Reasons for Shift in Housing Occupancy - 2010s
Two insights surrounding reasons for shifts in property occupancy during the 2010s are a fundamental change in how people view renting and the change to a renewed desire to live in urban cities. Details of these insights are below.
Shift to Renting
- One of the biggest shifts in property occupancy during the 2010s is the shift from owning to renting.
- The national occupancy rate for apartment rentals was 95.8% as of the second quarter in 2019, which is the highest occupancy rate since 2001.
- May 2019 saw the highest single monthly absorption rate for apartment units at 119,605 since 2010.

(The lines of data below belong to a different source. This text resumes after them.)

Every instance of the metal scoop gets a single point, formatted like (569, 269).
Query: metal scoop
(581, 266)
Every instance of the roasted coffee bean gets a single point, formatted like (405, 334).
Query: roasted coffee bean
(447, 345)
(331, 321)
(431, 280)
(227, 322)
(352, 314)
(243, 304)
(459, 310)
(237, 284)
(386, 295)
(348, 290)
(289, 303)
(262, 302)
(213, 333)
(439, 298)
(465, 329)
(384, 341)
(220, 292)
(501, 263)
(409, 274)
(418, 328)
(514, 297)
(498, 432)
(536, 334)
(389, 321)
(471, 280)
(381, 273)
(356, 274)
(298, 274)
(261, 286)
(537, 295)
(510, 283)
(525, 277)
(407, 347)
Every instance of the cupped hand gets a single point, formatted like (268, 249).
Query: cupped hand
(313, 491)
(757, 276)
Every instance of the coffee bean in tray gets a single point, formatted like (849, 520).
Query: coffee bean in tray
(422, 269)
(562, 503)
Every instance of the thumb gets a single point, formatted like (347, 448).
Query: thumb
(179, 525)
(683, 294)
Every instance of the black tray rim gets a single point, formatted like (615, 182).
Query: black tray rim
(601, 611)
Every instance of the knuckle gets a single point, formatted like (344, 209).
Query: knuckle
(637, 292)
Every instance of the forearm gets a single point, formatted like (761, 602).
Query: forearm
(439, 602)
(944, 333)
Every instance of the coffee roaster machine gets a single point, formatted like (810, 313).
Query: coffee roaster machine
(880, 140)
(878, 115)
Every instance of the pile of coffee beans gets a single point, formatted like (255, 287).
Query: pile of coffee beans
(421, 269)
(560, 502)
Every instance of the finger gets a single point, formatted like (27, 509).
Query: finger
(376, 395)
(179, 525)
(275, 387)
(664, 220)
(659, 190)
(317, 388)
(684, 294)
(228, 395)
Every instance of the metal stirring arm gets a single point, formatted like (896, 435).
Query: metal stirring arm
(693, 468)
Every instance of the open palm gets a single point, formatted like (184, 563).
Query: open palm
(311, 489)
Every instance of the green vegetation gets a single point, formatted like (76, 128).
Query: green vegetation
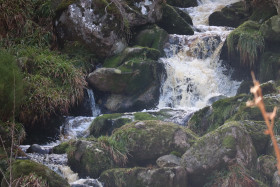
(11, 84)
(247, 41)
(23, 168)
(144, 116)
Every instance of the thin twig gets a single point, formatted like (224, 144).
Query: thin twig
(268, 117)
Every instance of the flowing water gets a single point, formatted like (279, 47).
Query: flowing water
(195, 78)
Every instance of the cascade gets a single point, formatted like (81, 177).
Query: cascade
(194, 79)
(93, 106)
(195, 76)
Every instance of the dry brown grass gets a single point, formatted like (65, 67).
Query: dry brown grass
(268, 117)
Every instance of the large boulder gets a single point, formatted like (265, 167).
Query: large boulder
(173, 23)
(152, 37)
(26, 170)
(98, 24)
(225, 146)
(266, 166)
(132, 86)
(91, 157)
(271, 29)
(148, 140)
(269, 66)
(149, 177)
(182, 3)
(232, 15)
(242, 49)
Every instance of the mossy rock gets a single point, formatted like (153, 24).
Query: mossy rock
(232, 15)
(256, 131)
(90, 157)
(152, 37)
(173, 23)
(237, 175)
(209, 118)
(106, 123)
(132, 53)
(148, 140)
(244, 87)
(61, 148)
(149, 177)
(22, 168)
(216, 150)
(182, 3)
(245, 44)
(263, 12)
(11, 85)
(271, 29)
(267, 167)
(269, 66)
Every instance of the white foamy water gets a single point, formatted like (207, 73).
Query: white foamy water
(195, 77)
(201, 13)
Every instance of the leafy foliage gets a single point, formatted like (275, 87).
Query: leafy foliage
(54, 84)
(10, 82)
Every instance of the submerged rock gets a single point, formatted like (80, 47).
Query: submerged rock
(148, 140)
(25, 168)
(173, 23)
(149, 177)
(168, 161)
(214, 151)
(132, 86)
(98, 24)
(231, 16)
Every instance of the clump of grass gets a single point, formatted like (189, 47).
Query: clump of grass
(117, 149)
(247, 41)
(53, 83)
(10, 73)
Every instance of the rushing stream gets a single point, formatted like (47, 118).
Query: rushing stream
(195, 78)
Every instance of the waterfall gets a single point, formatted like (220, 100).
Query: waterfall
(195, 76)
(93, 106)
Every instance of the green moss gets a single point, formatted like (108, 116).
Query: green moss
(22, 168)
(176, 153)
(105, 124)
(53, 83)
(61, 148)
(229, 142)
(262, 13)
(62, 4)
(247, 41)
(173, 23)
(152, 37)
(144, 116)
(269, 64)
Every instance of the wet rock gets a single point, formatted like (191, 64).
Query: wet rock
(226, 145)
(271, 29)
(89, 158)
(25, 168)
(173, 23)
(152, 37)
(182, 3)
(269, 66)
(150, 177)
(106, 123)
(231, 16)
(276, 180)
(35, 148)
(153, 139)
(266, 166)
(132, 86)
(168, 161)
(98, 24)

- The main reason for the shift to renting is that according to Draper and Kramer President and CEO Todd Bancroft, "Renting has become mainstream during this decade... There's less of a stigma. Feeling at home is now possible in an apartment. Before the recession, that [was] less true. Apartments were where you lived before buying a home. The push for homeownership was more important then."
- Additionally, the recession called into question the long-held idea that owning property as a savings vehicle and "the investment component of single-family houses has been challenged."
- Even though the shift to renting has been attributed to millennials, experts say the perception of renting has been altered for all generations, including baby boomers. Cushman & Wakefield Managing Director Todd Stofflet stated, "The idea of renting because you can't buy is gone, and not just among millennials."
- The shift to renting has spurred apartment development and in May 2019, in order to meet the demand, more than 426,000 units were under construction in the United States.
- Occupancy rates are highest in urban cities, which is a result of the shift toward renting rather than owning property.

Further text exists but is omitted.